- Artist: Keith Haring
- Year: 1987
- Movement: Pop Art
- Dimensions: 2700 cm × 1300 cm (1,100 in × 510 in)
- Condition: Restored
- Location: Paris, France
- 48°50′43″N 2°18′56″E﻿ / ﻿48.84528°N 2.31556°E
- Owner: Necker-Enfants Malades Hospital

= Tower (Keith Haring) =

Mural by Keith Haring in Paris, France

Tower (French: Tour) is a mural by American artist Keith Haring executed in 1987. The mural covers the exterior of a preserved stairwell from the now demolished building of the Necker-Enfants Malades Hospital in Paris, France. It is one of two public murals in France by the artist.

== Description ==
The 88.5 foot-tall mural is composed of black line figures overlaid on bright-colored shapes. William Shank, former chief conservator of the San Francisco Museum of Modern Art, described the mural:His freehand design depicts a large pregnant woman, his signature crawling ‘radiant babies,’ and a handful of bouncing figures of adults interacting with children. All of the figures were applied in thick black lines, at close-range and without preliminary sketches, over free-form shapes of bright yellows, greens, blues and reds.

== Historical Information ==

=== Conception ===
Haring painted the mural while in Paris for the 10th anniversary exhibition of American artists at the Centre Pompidou. It covers the surface of what was once an exterior stairwell of the Necker-Enfants Malades Hospital. Haring had described the Necker hospital as the "ugly building" and wrote in his journal in 1987 that: “I made this painting to amuse the sick children in this hospital, now and in the future”.

It was painted with the assistance of Haring's then boyfriend and member of the House of Xtravaganza Juan Rivera.
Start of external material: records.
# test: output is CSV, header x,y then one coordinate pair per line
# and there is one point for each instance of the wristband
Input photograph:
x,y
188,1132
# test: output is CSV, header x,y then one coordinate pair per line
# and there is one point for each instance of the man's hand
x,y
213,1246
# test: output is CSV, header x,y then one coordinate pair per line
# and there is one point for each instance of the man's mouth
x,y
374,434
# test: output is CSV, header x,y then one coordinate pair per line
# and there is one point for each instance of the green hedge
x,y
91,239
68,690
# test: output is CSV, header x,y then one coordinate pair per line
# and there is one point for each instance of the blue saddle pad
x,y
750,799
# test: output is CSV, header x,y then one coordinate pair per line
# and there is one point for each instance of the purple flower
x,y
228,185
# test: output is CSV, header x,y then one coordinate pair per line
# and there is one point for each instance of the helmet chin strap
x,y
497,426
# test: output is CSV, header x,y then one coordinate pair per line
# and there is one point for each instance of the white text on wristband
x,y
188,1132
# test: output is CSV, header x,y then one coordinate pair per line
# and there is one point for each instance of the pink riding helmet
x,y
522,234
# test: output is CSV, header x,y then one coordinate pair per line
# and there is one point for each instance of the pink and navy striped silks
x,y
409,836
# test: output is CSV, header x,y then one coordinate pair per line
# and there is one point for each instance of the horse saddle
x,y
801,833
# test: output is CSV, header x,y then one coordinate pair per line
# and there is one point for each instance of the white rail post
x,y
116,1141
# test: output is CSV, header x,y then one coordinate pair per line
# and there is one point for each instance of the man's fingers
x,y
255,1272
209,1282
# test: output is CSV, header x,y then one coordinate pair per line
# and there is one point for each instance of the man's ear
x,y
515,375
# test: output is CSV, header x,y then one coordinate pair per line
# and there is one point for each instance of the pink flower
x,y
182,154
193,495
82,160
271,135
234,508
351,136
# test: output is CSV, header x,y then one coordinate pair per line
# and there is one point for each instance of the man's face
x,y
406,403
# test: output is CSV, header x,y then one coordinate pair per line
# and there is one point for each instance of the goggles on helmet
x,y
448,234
They completed the mural over the course of three days without the use of preparatory sketches, using a crane to suspend themselves from the top of the structure.

=== Restoration ===
Planning for a restoration of the mural began in 2011 as the stairwell and paint surface had become so derelict as to be condemned by the hospital's officials. Conservator William Shank described how: "iron armature was poking through the painted surface alarmingly in many key places, disrupting the visual harmony of the mural," and that "the black lines themselves had suffered from extreme seasonal changes in temperature, lifting and peeling away from the tower over about eighty percent of the surface".

Gallerist Jérôme de Noirmont led restoration efforts in collaboration with the Keith Haring Foundation. Funding was primarily provided by the Daniel and Nina Carasso Foundation and through a charity auction organized by Sotheby's. Restoration was undertaken by conservators Antonio Rava and William Shank, who had also restored Haring's 1989 mural Tuttomondo in Pisa, Italy.

By the time the Tower was fully restored in September 2017, the 1950s surgery center the stairwell had once attached to had been demolished and a new hospital building had been constructed. The mural now stands as a "totem" and centerpiece of the hospital gardens.